Aborto e Crucifixo
É fácil defender a liberdade de
expressão quando não divergem leitor e escritor. A questão se complica quando
se pensa diferente do autor, e é aí que o discurso ‘politicamente correto’ de que a manifestação do pensamento deve
ser livre encontra seu maior obstáculo. Por isso sempre entendi que no Brasil,
com o texto constitucional estatuindo que a manifestação do pensamento é livre,
desde que não apócrifa, mas que poderá
gerar a obrigação de indenizar se causar danos à imagem ou honra alheias (essa
redação é repetida em diversas constituições do nosso continente, e na
Convenção Interamericana dos Direitos Humanos há igual determinação), a
aplicação desses preceitos dos incisos IV e V do seu art. 5º demandam acurada interpretação, sob
pena de violar a existência de direito tão natural quando o de respirar: o de
pensar, e de falar o que se pensa.
Por isso questões como o aborto e
a existência de crucifixos em repartições oficiais devem ser discutidas não sob
o prisma do que deveria ser a sociedade, mas sim sobre o que ela é.

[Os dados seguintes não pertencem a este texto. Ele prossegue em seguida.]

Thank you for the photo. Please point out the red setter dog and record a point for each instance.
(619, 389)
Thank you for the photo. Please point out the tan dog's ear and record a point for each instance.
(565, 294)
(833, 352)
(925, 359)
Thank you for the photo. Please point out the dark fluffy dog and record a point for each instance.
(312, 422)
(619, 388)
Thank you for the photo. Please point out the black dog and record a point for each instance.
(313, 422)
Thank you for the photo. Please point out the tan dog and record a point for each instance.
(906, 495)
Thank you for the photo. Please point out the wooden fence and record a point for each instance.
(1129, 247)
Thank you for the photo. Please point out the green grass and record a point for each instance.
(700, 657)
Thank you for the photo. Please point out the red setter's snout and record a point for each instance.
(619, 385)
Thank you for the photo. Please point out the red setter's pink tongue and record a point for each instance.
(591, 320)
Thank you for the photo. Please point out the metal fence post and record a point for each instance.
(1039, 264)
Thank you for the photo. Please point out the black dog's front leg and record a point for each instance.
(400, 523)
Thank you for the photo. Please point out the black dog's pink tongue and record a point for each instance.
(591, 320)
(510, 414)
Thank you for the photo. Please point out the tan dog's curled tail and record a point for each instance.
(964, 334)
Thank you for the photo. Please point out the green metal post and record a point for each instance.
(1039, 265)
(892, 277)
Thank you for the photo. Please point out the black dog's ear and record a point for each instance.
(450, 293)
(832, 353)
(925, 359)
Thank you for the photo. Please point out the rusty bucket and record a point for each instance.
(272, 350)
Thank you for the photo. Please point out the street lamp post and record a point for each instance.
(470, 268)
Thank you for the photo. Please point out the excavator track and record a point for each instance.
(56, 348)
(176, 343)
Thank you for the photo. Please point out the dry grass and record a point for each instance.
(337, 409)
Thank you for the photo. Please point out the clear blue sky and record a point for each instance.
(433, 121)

Pessoalmente, sou contra o aborto, mas não consigo encontrar qualquer
justificativa, que não seja puramente moral, para dissuadir quem pensa
diferente. Entretanto, toda e qualquer opinião, favorável ou contrária a qualquer
tema, deve ser discutida sem preconceitos, daí que a distribuição de folhetos
pela CNBB (Conferencia Nacional dos Bispos do Brasil) na cidade de São Paulo, apregoando
aos católicos votar apenas em
"candidatos ou candidatas e partidos contrários à descriminalização do
aborto" não tem nada demais, pois se trata da manifestação de um
pensamento. Pode alguém ser contra é a união homoafetiva? Claro que pode, como
igualmente podem existir pessoas contrárias à própria existência da “família”, do casamento hétero etc, pois
o pensamento, e a propagação desse pensamento, qualquer que seja, sempre será
uma conduta natural do ser humano, que pode “concordar” ou “discordar” sobre
tudo.
Com relação aos crucifixos,
também nunca encontrei argumentos convincentes que justificassem sua mantença
nos prédios da justiça. Essa, aliás, a conclusão do TJ/RS (Tribunal de Justiça
do Estado do Rio Grande do Sul), que por unanimidade no último dia 7 acolheu o
voto do desembargador Cláudio Baldino Maciel, relator de processo em que se
discutia o uso de símbolos religiosos, para quem "Resguardar o espaço público do Judiciário para o uso somente de
símbolos oficiais do estado é o único caminho que responde aos princípios
constitucionais republicanos de um estado laico, devendo ser vedada a
manutenção dos crucifixos e outros símbolos religiosos em ambientes públicos
dos prédios".
Na verdade, a opinião de pessoas
e de instituições devem funcionar como argumentos para que o cidadão, atento ao
leque de informações disponíveis, reflita e tome suas próprias conclusões. Impedir
uma manifestação de pensamento, ou então condenar alguém por emiti-la, é o que
de mais nocivo existe não só à cidadania, mas ao Estado Democrático de Direito.